On the other hand, you may have a customer who has implemented a WAF but couldn’t really get it working right, implemented an IDS, couldn’t really get it working right.  Maybe they even have a SIM.  As you know, there are many SIM investments failed because they got tangled up in the integration.  The value for these customers might be helping to find the signal in the noise.

We do strive hard to eliminate false positives and a lot of that is done through our system, but that’s where the human layer really adds value.  Having the security analyst will let us close out incidents and say, “No, I understand why it fired, but that’s not a legitimate threat.”

With Active Watch being common to the other products, do you grow by adding other offerings?

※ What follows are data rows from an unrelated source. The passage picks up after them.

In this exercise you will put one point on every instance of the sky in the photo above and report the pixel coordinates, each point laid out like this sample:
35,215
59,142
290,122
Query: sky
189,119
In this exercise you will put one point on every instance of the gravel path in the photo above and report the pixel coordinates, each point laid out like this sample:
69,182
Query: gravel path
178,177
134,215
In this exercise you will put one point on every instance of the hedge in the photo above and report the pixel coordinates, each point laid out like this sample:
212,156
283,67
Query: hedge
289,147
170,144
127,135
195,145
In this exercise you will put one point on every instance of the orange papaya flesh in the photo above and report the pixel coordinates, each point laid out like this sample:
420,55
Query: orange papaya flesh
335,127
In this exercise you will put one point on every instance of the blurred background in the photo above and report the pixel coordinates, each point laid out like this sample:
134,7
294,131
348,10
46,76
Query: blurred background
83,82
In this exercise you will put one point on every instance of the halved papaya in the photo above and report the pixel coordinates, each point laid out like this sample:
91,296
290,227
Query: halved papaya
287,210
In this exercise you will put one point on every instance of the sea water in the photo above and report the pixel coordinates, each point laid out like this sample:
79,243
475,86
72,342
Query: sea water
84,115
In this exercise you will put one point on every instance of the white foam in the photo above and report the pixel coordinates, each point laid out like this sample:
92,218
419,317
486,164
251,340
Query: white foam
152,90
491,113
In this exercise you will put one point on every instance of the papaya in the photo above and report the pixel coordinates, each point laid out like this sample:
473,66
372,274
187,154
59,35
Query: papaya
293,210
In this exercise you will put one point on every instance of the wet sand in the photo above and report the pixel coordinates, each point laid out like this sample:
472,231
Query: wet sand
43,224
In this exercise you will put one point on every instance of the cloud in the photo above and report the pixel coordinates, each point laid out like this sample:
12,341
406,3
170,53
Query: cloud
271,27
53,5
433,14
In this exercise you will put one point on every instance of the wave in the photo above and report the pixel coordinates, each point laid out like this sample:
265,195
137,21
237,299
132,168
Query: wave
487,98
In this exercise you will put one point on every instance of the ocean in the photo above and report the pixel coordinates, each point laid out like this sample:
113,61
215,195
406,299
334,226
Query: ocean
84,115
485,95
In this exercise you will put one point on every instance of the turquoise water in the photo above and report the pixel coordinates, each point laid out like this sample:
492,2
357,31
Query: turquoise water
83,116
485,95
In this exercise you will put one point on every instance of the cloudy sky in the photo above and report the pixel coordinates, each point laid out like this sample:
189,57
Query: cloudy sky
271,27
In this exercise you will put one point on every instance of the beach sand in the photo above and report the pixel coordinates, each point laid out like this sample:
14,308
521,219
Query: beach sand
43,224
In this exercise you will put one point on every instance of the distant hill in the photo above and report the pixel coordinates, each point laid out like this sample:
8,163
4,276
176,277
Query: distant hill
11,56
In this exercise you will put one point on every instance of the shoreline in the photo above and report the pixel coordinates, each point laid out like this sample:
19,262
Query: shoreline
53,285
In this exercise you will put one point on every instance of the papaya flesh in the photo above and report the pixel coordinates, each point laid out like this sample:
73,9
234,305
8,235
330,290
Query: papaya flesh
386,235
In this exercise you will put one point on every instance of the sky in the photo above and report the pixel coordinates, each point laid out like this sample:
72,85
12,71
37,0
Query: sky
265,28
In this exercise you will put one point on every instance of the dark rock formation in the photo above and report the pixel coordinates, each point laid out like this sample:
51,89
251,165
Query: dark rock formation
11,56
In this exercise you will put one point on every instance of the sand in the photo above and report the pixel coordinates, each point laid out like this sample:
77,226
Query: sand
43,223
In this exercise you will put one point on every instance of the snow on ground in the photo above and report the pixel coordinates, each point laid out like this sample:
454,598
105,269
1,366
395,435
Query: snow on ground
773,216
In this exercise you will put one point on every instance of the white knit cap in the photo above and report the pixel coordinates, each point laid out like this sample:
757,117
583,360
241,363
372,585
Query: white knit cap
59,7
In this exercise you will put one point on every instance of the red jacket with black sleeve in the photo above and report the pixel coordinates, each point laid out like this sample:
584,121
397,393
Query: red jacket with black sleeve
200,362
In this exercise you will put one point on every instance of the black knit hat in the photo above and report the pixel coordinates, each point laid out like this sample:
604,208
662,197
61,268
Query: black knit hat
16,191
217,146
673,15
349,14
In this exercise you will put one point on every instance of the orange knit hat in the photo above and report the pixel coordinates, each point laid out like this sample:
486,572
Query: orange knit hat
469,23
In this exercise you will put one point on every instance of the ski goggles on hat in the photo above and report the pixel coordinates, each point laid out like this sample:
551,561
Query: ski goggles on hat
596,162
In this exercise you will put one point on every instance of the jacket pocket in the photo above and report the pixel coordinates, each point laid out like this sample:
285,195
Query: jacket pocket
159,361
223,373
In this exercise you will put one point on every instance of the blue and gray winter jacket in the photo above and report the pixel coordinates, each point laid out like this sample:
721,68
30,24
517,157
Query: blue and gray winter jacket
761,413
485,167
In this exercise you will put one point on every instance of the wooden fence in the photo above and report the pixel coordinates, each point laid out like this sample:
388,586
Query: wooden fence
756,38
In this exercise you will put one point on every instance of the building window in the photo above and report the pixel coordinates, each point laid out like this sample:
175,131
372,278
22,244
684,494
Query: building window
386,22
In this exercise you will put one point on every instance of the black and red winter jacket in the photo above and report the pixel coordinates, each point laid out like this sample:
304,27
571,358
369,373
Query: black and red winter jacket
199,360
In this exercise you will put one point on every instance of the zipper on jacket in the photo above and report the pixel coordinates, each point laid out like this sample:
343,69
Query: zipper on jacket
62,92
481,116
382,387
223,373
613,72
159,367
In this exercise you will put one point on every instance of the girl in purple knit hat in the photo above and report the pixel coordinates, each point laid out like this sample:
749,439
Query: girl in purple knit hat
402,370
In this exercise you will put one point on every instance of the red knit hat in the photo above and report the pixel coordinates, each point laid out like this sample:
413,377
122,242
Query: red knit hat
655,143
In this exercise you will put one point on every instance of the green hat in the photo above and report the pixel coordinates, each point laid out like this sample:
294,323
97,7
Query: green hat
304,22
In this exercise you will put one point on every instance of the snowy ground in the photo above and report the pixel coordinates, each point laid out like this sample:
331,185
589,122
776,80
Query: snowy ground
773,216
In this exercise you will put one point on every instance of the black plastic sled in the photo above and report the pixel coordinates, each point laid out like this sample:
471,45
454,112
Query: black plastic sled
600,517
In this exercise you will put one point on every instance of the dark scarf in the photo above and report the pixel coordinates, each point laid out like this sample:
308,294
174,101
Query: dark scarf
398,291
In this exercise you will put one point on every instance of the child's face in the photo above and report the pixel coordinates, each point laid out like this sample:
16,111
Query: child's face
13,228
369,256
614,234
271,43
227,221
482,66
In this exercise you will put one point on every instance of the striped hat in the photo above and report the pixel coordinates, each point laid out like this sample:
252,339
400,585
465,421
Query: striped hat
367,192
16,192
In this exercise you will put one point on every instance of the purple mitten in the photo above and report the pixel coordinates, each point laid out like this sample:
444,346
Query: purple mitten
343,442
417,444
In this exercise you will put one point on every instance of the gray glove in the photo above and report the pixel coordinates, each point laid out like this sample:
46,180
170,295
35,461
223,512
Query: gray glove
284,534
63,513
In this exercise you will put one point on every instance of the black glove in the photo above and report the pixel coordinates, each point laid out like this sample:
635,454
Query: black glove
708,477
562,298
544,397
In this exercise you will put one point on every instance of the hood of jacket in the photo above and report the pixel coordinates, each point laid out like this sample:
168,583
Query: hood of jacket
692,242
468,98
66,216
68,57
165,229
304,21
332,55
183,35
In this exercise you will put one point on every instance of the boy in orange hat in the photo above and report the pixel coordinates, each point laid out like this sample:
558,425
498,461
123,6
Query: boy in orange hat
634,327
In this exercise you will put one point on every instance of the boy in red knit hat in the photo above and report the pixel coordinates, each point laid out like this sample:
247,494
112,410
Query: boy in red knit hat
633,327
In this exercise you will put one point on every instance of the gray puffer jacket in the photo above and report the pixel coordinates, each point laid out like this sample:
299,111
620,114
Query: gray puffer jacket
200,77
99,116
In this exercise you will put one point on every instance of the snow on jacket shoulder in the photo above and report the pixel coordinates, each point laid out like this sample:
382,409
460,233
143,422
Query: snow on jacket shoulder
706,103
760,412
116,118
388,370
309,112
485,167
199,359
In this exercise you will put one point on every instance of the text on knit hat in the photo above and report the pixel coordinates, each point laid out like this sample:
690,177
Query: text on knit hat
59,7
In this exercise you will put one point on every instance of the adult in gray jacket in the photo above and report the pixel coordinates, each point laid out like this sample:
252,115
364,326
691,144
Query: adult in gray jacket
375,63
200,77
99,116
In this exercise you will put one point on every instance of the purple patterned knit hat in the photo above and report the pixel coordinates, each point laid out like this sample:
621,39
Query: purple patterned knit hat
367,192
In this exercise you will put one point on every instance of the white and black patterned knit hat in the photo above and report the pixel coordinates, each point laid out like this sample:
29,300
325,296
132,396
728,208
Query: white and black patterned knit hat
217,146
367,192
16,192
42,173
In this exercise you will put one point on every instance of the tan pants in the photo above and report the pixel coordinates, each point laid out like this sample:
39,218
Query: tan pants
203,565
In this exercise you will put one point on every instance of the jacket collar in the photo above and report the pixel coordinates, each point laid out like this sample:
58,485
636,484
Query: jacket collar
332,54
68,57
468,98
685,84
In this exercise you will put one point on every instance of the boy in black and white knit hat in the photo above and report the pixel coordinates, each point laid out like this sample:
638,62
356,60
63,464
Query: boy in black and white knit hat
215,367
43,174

That’s the question we’re asking ourselves today, if you think of Threat Manager, Log Manager and Web Security Manager as the pillars and Active Watch being where it all comes together. 

There are two ways we could evolve from here.  One is to continue to add more legs to the stool, so to speak, or we could bolster what we have.  If you think in terms of network system and application layers, why burden the customer with a tyranny of too many products?  I think that’s one of the problems in the security industry today.  There are just all these categories and customers look at it and say, “How many do I need?”

We like simplicity and we like the idea of, if you need application security and you think you have the other bases covered, buy Web Security Manager.   If you need network security or if you want the full stack, buy Cloud Defender.  We like the simplicity of that approach, which means add more depth and breadth into the existing products, and the best way to do that is through deeper and richer analytics which is why we’re making the investments in data science, why we’re making the investment in our analytics engine.

Is there a sweet spot in terms of customer size for you folks?

Obviously, as a $100-plus million company with more than 4,000 customers, there’s a lot of mid-market customers, companies with $50 million up to $2-$3 billion in revenue, but we also have 150 of the Fortune 500 as customers. We don’t really think size of the company is what dictates the sweet spot.  What we’ve found is the sweet spot tends to be defined more by the type of application the customer is running.

What we found is there are three types of applications that are most common in our customer base and where the value prop is most distinct.  The first is any type of Software-as-a-Service app.  We find customers in all kinds of industries and of all shapes and sizes have more and more SaaS solutions.  The second is E-commerce, and the E-commerce applications we secure are across dozens of industries and companies from super large down to startups.  The third is digital media, digital marketing, corporate websites.  Those are very common and tend not to be specific to any industry.